A three-member delegation of steel industry has held talks with the Federal Board of Revenue chief, Abdullah Yusuf and informed him that 20 percent sales tax deduction and 3.5 percent income tax on the sale of finished steel products would not only add to the cost of construction/housing industry, but would also make the steel sector hostage to taxation.
They have pleaded with the FBR chief that if the tax formula is accepted as such, it will make steel sector liable to as many as six types of taxes of different kinds. These include Rs 3,800 fixed sales tax on melting, 20 percent sales tax deduction at finished stage, 3.5 percent income tax on supplies to non-corporate sector, one percent excise duty and one percent withholding tax. It also shows that the taxes imposed at the finished stage of steel products are non-adjustable.
The steel industry representatives have further said that the way the new taxes have been imposed on steel industry in the Budget 2007-08 also indicates that the government is not averse to repeating the same tax for the same industry at different stages, which amounts to an aberrant multiplicity of taxation.
The steel industry's position that the levy of three new taxes will further increase the cost of construction in the country is well founded. The iron and steel industry is recognised the world over as the most crucial one for the development of a self-reliant and vibrant economy.
This industry, however, depends heavily on iron and steel as resource inputs. It, therefore, holds the key to sustained growth of engineering sector, and hence the development of the country's economy.
Pakistan's steel industry and FBR have been at loggerheads on levying quantity-based tax on steel production instead of the present benchmark of electricity-based levy to enhance tax revenue from the sector. FBR is believed to have also asked the steel industry to pay sales tax on actual production, as the electricity-based benchmark has failed to generate more revenue.

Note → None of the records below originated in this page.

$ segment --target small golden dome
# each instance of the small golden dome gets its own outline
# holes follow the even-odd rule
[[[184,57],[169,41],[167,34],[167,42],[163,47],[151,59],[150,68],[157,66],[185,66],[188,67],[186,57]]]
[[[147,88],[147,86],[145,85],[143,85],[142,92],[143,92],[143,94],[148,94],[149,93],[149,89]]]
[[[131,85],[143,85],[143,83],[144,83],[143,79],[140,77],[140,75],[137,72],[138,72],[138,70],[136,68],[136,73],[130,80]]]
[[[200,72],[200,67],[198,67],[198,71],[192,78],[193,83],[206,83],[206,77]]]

The revenue bureaucracy has often blamed the steel industry for not paying potential tax despite receiving concessions from the government and high prices. On the other hand, the steel industry has often questioned FBR's system and claimed that it was paying taxes properly and was not involved in any under-invoicing or tax evasion.
There have also been differences between the two regarding the amount of tax paid, as FBR maintains that the steel industry paid only Rs 1.3 billion sales tax last year, while the industry claims it had paid over eight billion rupees.
There was a perception that in the face of stiff resistance from the steel industry, it looked unlikely for the government to impose tax under the new benchmark of quantity-based tax in the 2007-08 budget, but this has been done.
The fixed rate of sales tax has been worked out on the basis of electricity units consumed by steel and melting units. The government increased sales tax in the budget from 15 to 20 percent on import of scrap/ingot iron. This met with stiff resistance from APRMA and APMA.
These two key stakeholders of steel sector had reportedly informed the FBR that the increase in sales tax at the import stage on scrap would hurt the industry as well as the consumers to such an extent that it would become unbearable, and finally it would result in heavy loss to the steel and melting industries.
Their representatives demanded of the FBR to change the sales tax regime, and suggested that a fixed sales tax could only be imposed at the melting stage. However, the steel industry is resisting one percent excise duty and 25 percent regulatory duty on the export of finished MS bar products to Afghanistan.
It is of the view that one percent excise duty on finished steel products is unjustified when Rs 3,800 fixed sales tax was imposed at the melting/billet-making stage. The steel industry's demands need to be considered sympathetically, as it is a pivot of the country's economy.